La vue du bâtiment de la Mercerie, alors que le sommeil bourdonne encore dans votre tête, est toujours émouvante. Vous entrevoyez la lucarne de la salle de musique du Gymnase de la Cité. Bien du temps a passé, mais vous savez tout ce que cette période peut avoir de décisif. Y compris pour ce voyage qui commence à destination de cette Grande-Bretagne dont un camarade, resté un ami, a toujours la nationalité.

Vous regrettez la fermeture du bar au début du pont Bessières. Le café y est meilleur qu’à la gare. Le pont vous ramène à d’autres départs. Chaque début d’été, vous le traversez, sac au dos, à 5 h 30 du matin. C’est le début de la longue montée au camp d’été de la Ligue vaudoise, pour deux semaines hors du monde et du temps. Mais cette fois, vos pieds ne portent pas de chaussures de randonnée. Le col de Bretaye ne mène pas en Écosse.

Des fêtards rentrent chez eux. Un frisson de dégoût vous parcourt au souvenir de vos semelles collantes de sucre et d’alcool, mais l’évocation de ces soirées vous arrache un sourire amusé. Ce dimanche, le métro réunit autant de noctambules que d’enthousiastes retraités randonneurs. Ils portent des chemises à manches courtes et petits carreaux rosâtres. Ils doivent aimer le Rivella.

Devant la gare, le McDonald’s vous semble servir de vaste salle d’attente. Vous vous demandez où ces personnes habitent.

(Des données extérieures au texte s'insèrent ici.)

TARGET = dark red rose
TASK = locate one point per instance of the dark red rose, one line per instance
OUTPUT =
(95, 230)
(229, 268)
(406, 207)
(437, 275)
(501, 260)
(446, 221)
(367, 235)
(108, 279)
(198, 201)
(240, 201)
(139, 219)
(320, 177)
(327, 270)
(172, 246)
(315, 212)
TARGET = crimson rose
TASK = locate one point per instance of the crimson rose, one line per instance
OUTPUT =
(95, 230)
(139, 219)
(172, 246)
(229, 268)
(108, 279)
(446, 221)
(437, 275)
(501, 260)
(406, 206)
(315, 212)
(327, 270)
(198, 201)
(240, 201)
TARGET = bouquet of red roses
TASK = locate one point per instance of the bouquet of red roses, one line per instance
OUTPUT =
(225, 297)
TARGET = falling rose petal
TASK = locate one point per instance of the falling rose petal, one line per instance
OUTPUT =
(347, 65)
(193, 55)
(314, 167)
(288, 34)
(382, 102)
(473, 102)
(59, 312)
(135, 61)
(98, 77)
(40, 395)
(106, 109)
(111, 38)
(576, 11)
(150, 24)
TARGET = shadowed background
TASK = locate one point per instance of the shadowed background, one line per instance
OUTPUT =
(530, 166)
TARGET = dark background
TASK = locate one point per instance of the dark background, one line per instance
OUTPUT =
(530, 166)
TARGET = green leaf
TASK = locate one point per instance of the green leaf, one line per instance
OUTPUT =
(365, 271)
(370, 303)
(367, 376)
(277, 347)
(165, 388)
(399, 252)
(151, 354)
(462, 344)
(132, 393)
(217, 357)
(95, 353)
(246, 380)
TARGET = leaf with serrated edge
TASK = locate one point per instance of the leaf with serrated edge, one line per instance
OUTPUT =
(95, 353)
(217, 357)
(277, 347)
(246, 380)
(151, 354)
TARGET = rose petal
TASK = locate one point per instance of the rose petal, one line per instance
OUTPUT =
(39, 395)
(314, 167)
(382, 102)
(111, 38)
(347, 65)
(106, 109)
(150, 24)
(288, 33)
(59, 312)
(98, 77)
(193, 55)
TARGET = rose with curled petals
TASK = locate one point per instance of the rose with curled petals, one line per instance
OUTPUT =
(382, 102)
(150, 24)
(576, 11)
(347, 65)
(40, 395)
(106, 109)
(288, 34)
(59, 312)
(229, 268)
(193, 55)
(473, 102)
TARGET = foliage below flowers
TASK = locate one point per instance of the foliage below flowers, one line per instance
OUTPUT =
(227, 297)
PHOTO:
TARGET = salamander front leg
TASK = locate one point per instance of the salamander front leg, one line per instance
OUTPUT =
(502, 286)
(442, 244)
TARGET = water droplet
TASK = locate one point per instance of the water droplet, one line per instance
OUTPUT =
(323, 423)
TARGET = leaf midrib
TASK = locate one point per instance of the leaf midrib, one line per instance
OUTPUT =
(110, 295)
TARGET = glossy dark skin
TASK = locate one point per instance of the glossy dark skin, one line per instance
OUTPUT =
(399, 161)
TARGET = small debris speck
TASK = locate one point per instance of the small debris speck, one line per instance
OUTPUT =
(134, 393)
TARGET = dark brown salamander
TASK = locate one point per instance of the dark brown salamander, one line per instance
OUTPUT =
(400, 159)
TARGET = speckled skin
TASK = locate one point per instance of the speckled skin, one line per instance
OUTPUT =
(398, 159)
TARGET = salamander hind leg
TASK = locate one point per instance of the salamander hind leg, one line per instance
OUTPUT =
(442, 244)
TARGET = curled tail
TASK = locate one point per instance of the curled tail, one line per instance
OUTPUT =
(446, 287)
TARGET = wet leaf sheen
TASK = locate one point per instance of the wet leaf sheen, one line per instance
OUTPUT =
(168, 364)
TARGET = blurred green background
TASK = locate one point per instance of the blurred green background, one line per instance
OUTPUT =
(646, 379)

Le TGV s’ébranle et l’horizon s’ouvre devant vous. Entre deux immeubles, un coin de Léman vous prie de transmettre ses hommages à la Tamise. Entre Arnex et Croy, le Pays de Vaud se drape de ses plus beaux atours, comme pour vous implorer de ne pas l’oublier. Il s’offre à la fois dans ses frontières et ses largeurs. Au loin, les Alpes sont de la dentelle. Vous regrettez que le Mont-Blanc ne soit pas vaudois.

La campagne française est éternelle. Avec son clocher, chaque village donne l’impression de vouloir, à sa modeste échelle, imiter la flèche de la cathédrale de Chartres décrite par Péguy. Une haie d’éoliennes vous fend le cœur en vous rappelant qu’elles coiffent désormais le Mollendruz.

Vos précédents voyages en TGV vous reviennent. Celui avec votre père pour Anvers il y a vingt ans, pour y embarquer une semaine sur un grand quatre-mâts; l’équipée parisienne d’un groupe de Zofingiens; un voyage d’études à Verdun avec deux amis historiens. Ils sont autant de promesses d’expéditions nouvelles. Vous en déduisez la nécessité, pour le canton, de conserver cette liaison qui l’amarre à la France et au-delà.

La voix du contrôleur vous fait sortir de votre rêverie. La gare de Lyon préfigure celle de Saint-Pancras. Lausanne, Paris, Londres: sept heures de train vous auront offert trois capitales.